A woman in the audience whose name I didn’t catch, who wasn’t working the room, handing out cards, she asked if city staff could give her the highlights of what it is a city councillor does. Ah. Some humility. What is it exactly I’d be doing if I were to be appointed city councillor? The job description of what I might be applying to do.
Up steps John Elvidge, Director of the Council Secretariat, to patiently give a quick overview of a councillor’s role and duties. The number of times council meets. Standing committees. Constituency work.
As angry as we might get at our elected officials, we should never lose sight of the indefatigable work the civil service does in this city. We love to deride them as fat cat, 9-5ers, living it up aboard the gravy train but that simply reveals a Mr. Caragianakos level of unwarranted derision. It’s a frank admission that you don’t understand in the slightest how this city actually operates, and operates as well as it does.
My feeling of goodwill received a further boost as a woman sitting a couple chairs away noticed me thumbing away at my phone and asked if I was the media. How do I answer that question? Well, sort of, I guess. I write about municipal politics, mostly for my own amusement.
She had picked up the submission forms and I asked her if she was going to apply for the appointment. She wasn’t sure and I wondered why. “I don’t feel like I have the supervisory experience necessary to do the job.”
I just wanted to fucking hug her.
She didn’t have the supervisory experience. Again with the humility and total possession of self-awareness.

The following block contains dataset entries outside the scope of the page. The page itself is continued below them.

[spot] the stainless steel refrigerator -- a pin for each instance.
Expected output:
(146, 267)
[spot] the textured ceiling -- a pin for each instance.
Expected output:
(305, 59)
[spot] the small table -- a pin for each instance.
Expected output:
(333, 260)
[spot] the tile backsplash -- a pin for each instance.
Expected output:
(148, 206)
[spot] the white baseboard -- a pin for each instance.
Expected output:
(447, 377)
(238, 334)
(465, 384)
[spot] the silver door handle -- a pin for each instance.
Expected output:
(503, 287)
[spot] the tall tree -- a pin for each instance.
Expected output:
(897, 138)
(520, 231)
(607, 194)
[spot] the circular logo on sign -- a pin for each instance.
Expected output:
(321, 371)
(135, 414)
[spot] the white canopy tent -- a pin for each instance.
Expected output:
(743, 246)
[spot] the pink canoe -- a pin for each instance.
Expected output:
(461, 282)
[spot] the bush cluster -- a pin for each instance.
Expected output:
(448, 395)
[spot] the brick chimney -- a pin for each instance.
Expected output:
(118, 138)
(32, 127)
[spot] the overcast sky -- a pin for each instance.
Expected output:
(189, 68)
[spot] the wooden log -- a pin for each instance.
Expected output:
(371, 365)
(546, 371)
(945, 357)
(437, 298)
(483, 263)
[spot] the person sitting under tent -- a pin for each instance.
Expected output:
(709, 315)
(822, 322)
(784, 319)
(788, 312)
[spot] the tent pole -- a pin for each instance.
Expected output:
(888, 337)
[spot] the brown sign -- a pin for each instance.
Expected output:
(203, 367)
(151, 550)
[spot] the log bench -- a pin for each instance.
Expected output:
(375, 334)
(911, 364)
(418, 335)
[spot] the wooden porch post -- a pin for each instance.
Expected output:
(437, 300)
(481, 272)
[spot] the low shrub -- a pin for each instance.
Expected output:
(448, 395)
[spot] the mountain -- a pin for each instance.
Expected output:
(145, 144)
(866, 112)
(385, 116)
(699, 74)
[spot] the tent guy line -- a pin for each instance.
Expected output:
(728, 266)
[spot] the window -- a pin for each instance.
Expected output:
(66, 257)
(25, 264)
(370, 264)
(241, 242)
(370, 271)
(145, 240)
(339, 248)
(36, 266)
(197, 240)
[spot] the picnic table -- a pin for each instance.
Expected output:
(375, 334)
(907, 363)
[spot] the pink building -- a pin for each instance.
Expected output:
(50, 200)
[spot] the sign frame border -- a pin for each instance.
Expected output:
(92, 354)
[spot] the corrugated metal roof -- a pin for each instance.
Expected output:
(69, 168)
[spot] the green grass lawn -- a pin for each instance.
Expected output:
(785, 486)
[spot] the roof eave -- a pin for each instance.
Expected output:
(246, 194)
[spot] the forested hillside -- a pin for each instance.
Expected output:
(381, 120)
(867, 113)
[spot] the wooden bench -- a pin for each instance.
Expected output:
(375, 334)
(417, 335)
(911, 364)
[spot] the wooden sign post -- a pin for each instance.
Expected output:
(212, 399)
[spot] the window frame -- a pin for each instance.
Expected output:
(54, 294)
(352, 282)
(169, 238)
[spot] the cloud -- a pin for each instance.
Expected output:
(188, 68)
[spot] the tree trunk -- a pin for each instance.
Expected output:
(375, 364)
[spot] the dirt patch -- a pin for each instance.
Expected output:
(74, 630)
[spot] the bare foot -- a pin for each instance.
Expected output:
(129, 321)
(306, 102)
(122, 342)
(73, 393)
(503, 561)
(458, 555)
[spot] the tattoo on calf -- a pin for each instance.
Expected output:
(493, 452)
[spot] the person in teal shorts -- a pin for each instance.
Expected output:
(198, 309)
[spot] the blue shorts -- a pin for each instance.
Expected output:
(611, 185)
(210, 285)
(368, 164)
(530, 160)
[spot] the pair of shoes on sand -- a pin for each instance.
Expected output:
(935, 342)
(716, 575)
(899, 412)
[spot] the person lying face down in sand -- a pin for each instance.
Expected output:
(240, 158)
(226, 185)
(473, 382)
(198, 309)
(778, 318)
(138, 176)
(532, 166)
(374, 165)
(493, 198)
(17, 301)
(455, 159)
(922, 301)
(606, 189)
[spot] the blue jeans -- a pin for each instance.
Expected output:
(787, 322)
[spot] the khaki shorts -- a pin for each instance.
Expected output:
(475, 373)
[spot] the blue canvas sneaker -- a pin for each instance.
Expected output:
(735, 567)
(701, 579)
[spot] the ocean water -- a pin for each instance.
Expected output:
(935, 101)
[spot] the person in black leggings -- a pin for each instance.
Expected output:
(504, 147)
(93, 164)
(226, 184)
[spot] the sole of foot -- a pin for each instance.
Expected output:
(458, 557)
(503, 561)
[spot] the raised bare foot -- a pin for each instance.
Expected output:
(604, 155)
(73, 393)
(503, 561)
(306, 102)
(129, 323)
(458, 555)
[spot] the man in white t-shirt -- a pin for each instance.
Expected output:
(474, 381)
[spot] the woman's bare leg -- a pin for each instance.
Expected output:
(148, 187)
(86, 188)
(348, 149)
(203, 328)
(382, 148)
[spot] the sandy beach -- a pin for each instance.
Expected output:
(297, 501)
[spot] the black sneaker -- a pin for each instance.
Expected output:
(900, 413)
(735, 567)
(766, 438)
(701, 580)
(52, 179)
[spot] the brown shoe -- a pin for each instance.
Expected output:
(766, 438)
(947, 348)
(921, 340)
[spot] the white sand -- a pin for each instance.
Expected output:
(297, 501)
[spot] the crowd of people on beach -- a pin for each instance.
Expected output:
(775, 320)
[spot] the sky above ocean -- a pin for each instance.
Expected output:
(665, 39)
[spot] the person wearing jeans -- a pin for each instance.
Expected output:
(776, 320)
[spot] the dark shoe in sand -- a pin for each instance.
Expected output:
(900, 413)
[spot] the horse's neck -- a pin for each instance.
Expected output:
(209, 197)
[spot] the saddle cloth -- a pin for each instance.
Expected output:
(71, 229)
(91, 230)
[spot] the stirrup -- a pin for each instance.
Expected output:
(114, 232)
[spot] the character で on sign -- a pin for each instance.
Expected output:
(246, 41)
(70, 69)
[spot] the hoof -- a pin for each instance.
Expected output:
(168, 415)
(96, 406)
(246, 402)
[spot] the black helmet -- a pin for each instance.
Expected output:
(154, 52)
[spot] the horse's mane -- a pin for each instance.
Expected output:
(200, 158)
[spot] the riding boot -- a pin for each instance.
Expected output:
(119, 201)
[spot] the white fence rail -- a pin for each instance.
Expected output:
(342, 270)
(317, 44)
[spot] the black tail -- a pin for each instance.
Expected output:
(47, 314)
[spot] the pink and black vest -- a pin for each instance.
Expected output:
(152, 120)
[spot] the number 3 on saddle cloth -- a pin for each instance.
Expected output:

Like we couldn’t use more of that at city council, am I right?
I gently suggested that supervisory experience shouldn’t really be the deal breaker in making her decision. In fact, just the opposite in some ways. We could use more people on council not looking to play boss.
After listening to my off-the-cuff spiel, the woman nodded her head thoughtfully before telling me that she had a bad habit of ‘self-exclusion’. “I tend to eliminate myself from consideration.”
And my heart grew at least 3 times.
The fact is, there’s probably a pretty short shortlist already drawn up to fill the ward 3 vacancy. Less than 10% of the people thinking about applying for the position have even the slimmest of slim hopes in hell of getting the appointment. Probably closer to 5%. That’s just the nature of the beast and probably how it should be. Even a placeholder councillor is too important a role to fill haphazardly or as a lark.
How many of these possible applicants know that? Tough to say. It’s difficult to imagine anyone unaware of the most basic functions of city council would be in the know enough to realize their bid was an impossibly long long shot. Cynicism comes easily in politics, though, so perhaps some were there just to confirm their belief about how corrupt our political system was.
That’s the easy route down the rabbit hole leading to apathy and disinterest. It’s not only uninteresting. It’s harmful in its toxicity.
And still, at least a couple people – I suspect I’m grossly underestimating here based purely on anecdotal evidence from one night of crowd watching — remain immune to such civic poison through either sheer naïveté or a simple refusal to roll over and play dead, and they take their time to at least consider throwing their hat into the ring of municipal politics. That’s where it starts. That’s what we need to embrace.
All the rest is just noisy bullshit.